The synths and plugins that show up in half the house and techno sessions on the planet just changed hands, again. On 1 July 2026, iZotope, the company behind RX, Ozone and Neutron, left Native Instruments and joined Boris FX. On the same stretch of days, inMusic finished buying Native Instruments outright. If you make music with Kontakt, Traktor, Maschine or Massive, the company you were quietly trusting is not the company you thought.
How did a beloved tools maker end up in pieces?
Rewind to late January 2026: Native Instruments entered preliminary insolvency proceedings. Its owner at the time was the private-equity firm Francisco Partners, which had bolted the company together with iZotope, Plugin Alliance and Brainworx into a group called Soundwide. Reported figures tell the story: a debt load of roughly 250 million pounds sitting on top of annual revenue of around 25 million pounds. That is not a business with a bad quarter. That is a business engineered to carry debt it could never realistically service.
A maker of the tools we all use almost died under private-equity debt, then got carved up. That is the story here, not the press release about a fresh roadmap.
Who owns what after the split?
In May 2026, Francisco Partners sold the Native Instruments brand to inMusic. After the dust settled, Brainworx and Plugin Alliance stay with inMusic under Native Instruments, while iZotope has been carved out to Boris FX, a visual-effects and audio software house. Boris FX CEO Boris Yamnitsky framed the buy around the tech: "iZotope is known for its smart and practical use of AI... we're positioned to move faster, innovate further." iZotope's Todd Baker went out of his way to calm producers: "There are no interruptions to plugin development... this move provides the resources and focus needed to supercharge our roadmap." Licenses and subscriptions stay fully active, with uninterrupted support.
Why does one owner holding Traktor and Denon DJ matter?

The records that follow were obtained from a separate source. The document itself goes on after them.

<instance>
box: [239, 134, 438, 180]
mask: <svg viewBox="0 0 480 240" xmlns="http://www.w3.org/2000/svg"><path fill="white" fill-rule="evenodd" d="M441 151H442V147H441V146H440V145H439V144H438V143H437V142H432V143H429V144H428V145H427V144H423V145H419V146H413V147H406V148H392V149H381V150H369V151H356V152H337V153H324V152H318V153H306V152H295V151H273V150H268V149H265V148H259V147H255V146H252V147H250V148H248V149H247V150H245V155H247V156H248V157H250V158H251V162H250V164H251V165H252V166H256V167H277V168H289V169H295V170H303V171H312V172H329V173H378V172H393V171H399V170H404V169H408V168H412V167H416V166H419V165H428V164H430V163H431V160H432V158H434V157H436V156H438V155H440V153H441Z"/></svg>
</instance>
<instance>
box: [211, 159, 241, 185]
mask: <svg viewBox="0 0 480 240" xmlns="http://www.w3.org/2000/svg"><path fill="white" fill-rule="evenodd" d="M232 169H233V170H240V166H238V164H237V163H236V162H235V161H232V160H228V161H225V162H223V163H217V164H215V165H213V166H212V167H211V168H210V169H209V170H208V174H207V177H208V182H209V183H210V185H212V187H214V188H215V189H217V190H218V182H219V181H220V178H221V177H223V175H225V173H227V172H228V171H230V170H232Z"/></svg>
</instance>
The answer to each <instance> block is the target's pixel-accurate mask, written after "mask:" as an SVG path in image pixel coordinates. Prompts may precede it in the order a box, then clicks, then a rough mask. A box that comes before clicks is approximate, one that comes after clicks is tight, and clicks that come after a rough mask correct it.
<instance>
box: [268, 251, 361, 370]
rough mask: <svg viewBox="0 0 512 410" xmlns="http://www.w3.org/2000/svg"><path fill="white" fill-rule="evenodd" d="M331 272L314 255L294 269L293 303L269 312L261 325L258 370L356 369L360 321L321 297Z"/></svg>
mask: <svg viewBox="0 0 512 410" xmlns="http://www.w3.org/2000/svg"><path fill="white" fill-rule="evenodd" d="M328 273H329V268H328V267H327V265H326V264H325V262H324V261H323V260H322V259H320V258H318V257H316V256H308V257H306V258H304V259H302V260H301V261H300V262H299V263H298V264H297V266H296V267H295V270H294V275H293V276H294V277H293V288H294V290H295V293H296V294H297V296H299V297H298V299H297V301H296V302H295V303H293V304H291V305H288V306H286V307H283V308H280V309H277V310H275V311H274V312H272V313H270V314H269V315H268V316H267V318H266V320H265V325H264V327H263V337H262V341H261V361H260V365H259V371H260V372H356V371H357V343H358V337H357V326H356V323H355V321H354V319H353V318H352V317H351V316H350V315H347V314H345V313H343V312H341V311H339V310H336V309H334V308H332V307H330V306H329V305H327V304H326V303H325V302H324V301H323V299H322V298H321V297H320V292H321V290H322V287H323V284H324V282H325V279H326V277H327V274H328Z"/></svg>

Here is the part the scene should sit with. inMusic already owns Akai, Alesis, Denon DJ and Rane. Add Native Instruments and it now controls Traktor plus Denon DJ, Rane and Engine DJ: a huge slice of the DJ software and hardware stack under a single roof. Concentration like that shapes what gets built, what gets dropped and what a booth looks like five years from now. The tools are fine today. The question is who steers them tomorrow.